A curious traveller who wrote on Spain from many angles was no writer or orientalist, but an employee of the Biblical Society of London: George Borrow (1803-1881). After converting from atheism to active Protestantism, this peculiar linguist went to Spain with a mission: to spread the knowledge of the Sacred Scriptures without the interpretations which the Catholic Church usually added to the text. He left Spain after living the most incredible adventures imaginable in his dealings with the people, the government and the clergy. He left his memoirs in a delightful volume, The Bible in Spain (1847), which was very appreciative of some virtues of the Spaniards that are not so well known in Europe.

One exception in this general Oriental enchantment is worth mentioning: George Sand. The French writer, whose real name was Aurore Dupin (1804-1876), was not happy in Spain. In her book, A Winter in Majorca, she complained bitterly about the people, the insecurity and the general backwardness of the island. She travelled there with Frederick Chopin in the winter of 1838-39, looking for new airs that could help him with his poor health. She expected Parisian luxury and mild weather in the beautiful island only to find humidity and cold and all the inconveniences of a country in the middle of a civil war (the first Carlist war, 1833-1840). One can understand other reasons for her bad feelings: her love affair with the famous composer was not succeeding and she was a difficult lady all the same. Russian writer Ivan Turgenev, who knew her well, wrote: “What a brave man she was…!” And what a contrast with the patriarch of the lovers of Spain, François- René Vicomte de Chateaubriand! He loved Spain so much that in 1823 he proposed to his king Louis XVIII to undertake the latest French invasion of the country, with an army of 100,000 “Sons of Saint Louis”. Back in 1807, he had broken off relations with his formerly much admired Emperor Napoleon I and momentarily ended his political career as ambassador to several European courts. He began travelling From Paris to Jerusalem and had a final stop at Granada.

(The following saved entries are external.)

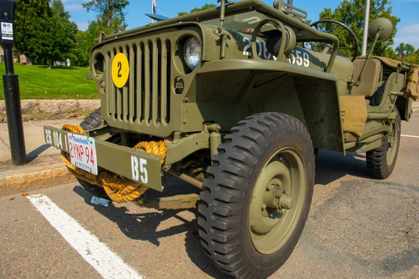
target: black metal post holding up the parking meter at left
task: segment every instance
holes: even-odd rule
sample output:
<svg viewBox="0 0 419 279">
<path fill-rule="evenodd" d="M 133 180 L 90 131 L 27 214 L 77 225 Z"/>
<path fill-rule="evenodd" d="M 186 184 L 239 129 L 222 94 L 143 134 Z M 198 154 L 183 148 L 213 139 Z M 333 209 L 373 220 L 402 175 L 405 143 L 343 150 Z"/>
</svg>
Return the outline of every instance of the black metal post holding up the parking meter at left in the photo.
<svg viewBox="0 0 419 279">
<path fill-rule="evenodd" d="M 19 77 L 14 73 L 11 49 L 4 48 L 4 60 L 6 62 L 6 75 L 3 75 L 4 103 L 6 105 L 10 153 L 13 165 L 24 165 L 27 163 L 27 156 L 20 108 Z"/>
</svg>

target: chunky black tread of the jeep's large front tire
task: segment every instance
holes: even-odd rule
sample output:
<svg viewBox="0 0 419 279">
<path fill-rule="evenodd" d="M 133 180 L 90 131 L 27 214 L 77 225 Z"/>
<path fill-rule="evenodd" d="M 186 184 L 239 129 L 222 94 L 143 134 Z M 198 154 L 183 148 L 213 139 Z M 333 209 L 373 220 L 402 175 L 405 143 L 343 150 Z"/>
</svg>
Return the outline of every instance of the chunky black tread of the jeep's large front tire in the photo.
<svg viewBox="0 0 419 279">
<path fill-rule="evenodd" d="M 242 256 L 240 216 L 247 181 L 258 156 L 274 135 L 286 131 L 301 135 L 314 150 L 307 129 L 293 116 L 274 112 L 255 114 L 231 128 L 231 133 L 225 137 L 228 140 L 219 145 L 219 154 L 212 158 L 218 165 L 207 169 L 211 178 L 204 180 L 207 190 L 200 195 L 199 236 L 205 255 L 229 276 L 263 278 L 266 275 L 252 269 Z M 314 153 L 311 156 L 314 162 Z M 314 178 L 314 167 L 311 172 Z"/>
</svg>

According to gossip, he had started a very passionate love affair (one of so many!) with a lady, Natalie de Noailles, whom he had given a “rendez-vous” at the Alhambra. She didn’t turn up at the appointed time but the disappointed lover took advantage of his quick visit to Grenada and wrote one of his most beautiful novels, conceived in a light and simple style, a great pleasure to read. Adventures of the last of the Abencerrajes is a romance full of the required oriental exoticism mixed with nostalgia of the European values of ancient chivalry. A pure love between a Christian girl and a Muslim man ends in tragedy due to the difference of religious creeds and the acute historical resentments alive since the fall of Granada. Blanca, the Christian girl, faithfully mirrors, according to contemporary witnesses, Chateaubriand’s beloved Natalie. The book was written in 1809 but appeared only in 1826. The reason for such a long delay is easy to understand: it depicts the Spaniards in highly admiring colours at a time when, with the help of the British troops led by the Duke of Wellington, they were winning their war of Independence against Napoleon.